Friday, September 20, 2013


This post is a quick one, but, I think, a useful one. In my reading, I've encountered references to different watches aboard a ship. After a little research, I've summarized the system of timekeeping for ships so that it can be used in nautically themed campaigns.


It's a tried-and-true element of Dungeons & Dragons adventures: setting watches while the party is resting. In a Skull & Bones game, however, it's more than just good practice; it's the long-established custom of the sea. Using this system can help to provide a sense of realism in a campaign, and it also divides time at sea nicely into six segments for the purpose of determining encounters. (Note that the following time references use the twenty-four clock.)

Watches and Times
20:00 - 0:00 / First Watch
0:00 - 4:00 / Middle Watch
4:00 - 8:00 / Morning Watch
8:00 - 12:00 / Forenoon Watch
12:00 - 16:00 / Afternoon Watch
16:00 - 20:00 / Dog Watch

The dog watch is divided into two separate segments of two hours each, the first and last dog watches. In this way, the time periods in which different groups are on watch vary from day to day. Depending on the size of a ship's crew, there could be two groups or three. Naturally, having three watch groups means more time to rest for everyone involved.

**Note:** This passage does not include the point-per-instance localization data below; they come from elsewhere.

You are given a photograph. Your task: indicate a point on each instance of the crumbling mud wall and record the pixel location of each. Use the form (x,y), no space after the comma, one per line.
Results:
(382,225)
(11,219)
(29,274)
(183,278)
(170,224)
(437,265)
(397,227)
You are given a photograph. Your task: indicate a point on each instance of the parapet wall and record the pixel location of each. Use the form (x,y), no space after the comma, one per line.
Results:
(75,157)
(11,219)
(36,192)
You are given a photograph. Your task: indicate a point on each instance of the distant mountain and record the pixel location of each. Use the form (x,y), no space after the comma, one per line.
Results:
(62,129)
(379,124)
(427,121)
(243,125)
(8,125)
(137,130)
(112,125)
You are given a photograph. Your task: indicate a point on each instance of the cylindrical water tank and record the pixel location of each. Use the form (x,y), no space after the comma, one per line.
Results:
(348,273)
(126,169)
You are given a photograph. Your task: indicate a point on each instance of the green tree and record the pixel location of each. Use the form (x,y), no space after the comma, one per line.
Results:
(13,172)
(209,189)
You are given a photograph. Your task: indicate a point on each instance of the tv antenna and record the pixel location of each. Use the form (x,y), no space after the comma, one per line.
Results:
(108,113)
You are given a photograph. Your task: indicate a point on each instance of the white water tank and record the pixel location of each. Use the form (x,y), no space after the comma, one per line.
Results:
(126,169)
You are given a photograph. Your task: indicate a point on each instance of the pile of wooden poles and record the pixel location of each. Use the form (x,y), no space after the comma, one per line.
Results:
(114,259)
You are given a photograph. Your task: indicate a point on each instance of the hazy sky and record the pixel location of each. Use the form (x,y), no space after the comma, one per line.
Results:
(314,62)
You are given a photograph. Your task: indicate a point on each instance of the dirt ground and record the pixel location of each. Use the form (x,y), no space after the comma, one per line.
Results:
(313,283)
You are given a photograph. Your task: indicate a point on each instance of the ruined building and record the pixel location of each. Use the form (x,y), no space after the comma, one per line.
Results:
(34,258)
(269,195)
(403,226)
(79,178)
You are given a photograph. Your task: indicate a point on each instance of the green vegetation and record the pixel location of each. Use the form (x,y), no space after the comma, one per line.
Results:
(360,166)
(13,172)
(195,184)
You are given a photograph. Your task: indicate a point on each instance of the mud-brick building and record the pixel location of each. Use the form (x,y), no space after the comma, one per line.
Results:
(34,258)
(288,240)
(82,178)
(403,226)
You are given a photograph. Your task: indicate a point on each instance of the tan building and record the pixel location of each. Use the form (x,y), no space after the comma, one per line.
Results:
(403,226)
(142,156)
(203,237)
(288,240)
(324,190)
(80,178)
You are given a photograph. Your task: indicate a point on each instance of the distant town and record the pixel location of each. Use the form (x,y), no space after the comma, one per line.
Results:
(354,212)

In this way, the ship's traditional organizational scheme also provides the GM with a natural arrangment for determining random encounters. For example, there might be a 1-in-6 chance of an encounter during any watch, and so the GM rolls 1d6, with something happening for each result of a 1. Should an encounter be indicated during the dog watch, there's a 50% chance of it being during the first or last part of it, respectively. As always, the PC's should decide who is awake for each watch. Additionally, if the GM is using the system for tracking crew members as detailed in the article "A Motley Crew," specific NPC's could also be assigned to serve with the PC's.

Time is kept with a thirty-minute glass; therefore, every watch consists of eight glasses. Since the ship's bell is rung after each such half hour, time can be noted as the Nth bell during a given watch. For example, half an hour before midnight is the seventh bell of the first watch.